Holmes hoped he hadn’t laid it on too thick. He counted on Francis’s pride being wounded enough by being cast off to a low-profile case after losing his fingers. The promise of being valued again might sway him.

“That’s a very big ‘if.’” Still, Milbury’s eyes glimmered with interest. The stubs of his fingers twitched.

Holmes plunged on, struggling to keep a wheedling tone from his voice. “She seemed genuinely interested in my findings. And her school record indicates that she does very well in science classes. I just may be able to nurture that interest enough to get us somewhere.”

Francis sighed and waved an irritated hand. “Very well, I’ll give you twelve hours. Do what you can, because afterward she will be eliminated. Those are my orders, after all.”

“I’ll need a little longer than that.” Holmes fought against the invisible noose of time, which tightened every second. “It’ll take twice that to get the results of half the tests! Give me twenty-four, at least!”

Milbury’s lips twisted in a furious scowl. “Sixteen,” he countered rising from his seat. “You’ll have to do what you can with that. I’ll need time to get a flight out of here tomorrow.”

“Yes, Sir!” Joe hid his disappointment and gave him a mock salute
he knew would annoy the Major.

Milbury rolled his eyes and slammed the door.

Joe sighed. Sixteen hours to come up with a plan to escape armed guards in an isolated compound on a dry flat prairie. He hoped Akasha would cooperate. He quite liked the girl and decided he would try to save her life as well.

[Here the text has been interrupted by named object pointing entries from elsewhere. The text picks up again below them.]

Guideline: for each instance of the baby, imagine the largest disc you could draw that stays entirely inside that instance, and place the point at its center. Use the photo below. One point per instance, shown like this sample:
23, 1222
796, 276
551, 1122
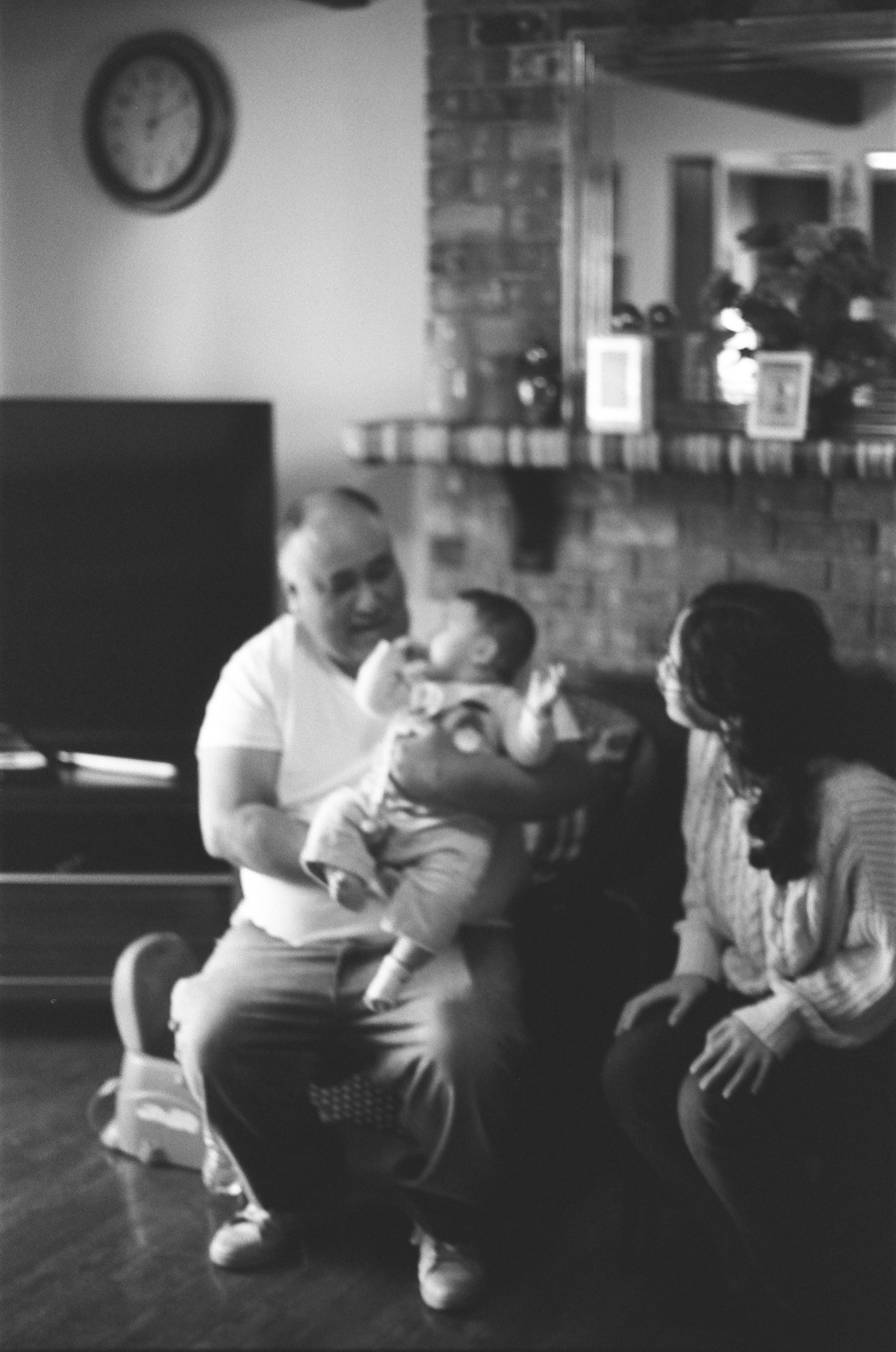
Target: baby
464, 682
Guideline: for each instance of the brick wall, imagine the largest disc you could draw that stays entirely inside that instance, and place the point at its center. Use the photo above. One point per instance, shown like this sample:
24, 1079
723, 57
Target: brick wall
631, 548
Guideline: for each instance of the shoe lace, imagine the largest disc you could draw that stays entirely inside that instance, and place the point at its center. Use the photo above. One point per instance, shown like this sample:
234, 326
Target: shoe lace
253, 1213
441, 1250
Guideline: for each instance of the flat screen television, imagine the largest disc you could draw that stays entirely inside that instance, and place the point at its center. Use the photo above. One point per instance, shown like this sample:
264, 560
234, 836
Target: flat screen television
136, 555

After all, she could be an asset to the AIU, if he played his cards right. He wondered if she was fertile like her father or sterile like the other test soldiers had been. Thankfully, he had the key to find out.

***

“She’s in there,” Silas whispered, pointing to a drab gray building surrounded by a fourteen-foot high electric fence.

Two armed guards walked the perimeter at a steady march.

They’d hidden the car in an old barn a half mile away when Silas felt Akasha’s Mark growing in intensity.
He and Razvan covered the city— if you could call it that— on foot. They clouded the minds of mortals so they weren’t seen.

“How many humans can you detect in there?” Razvan asked.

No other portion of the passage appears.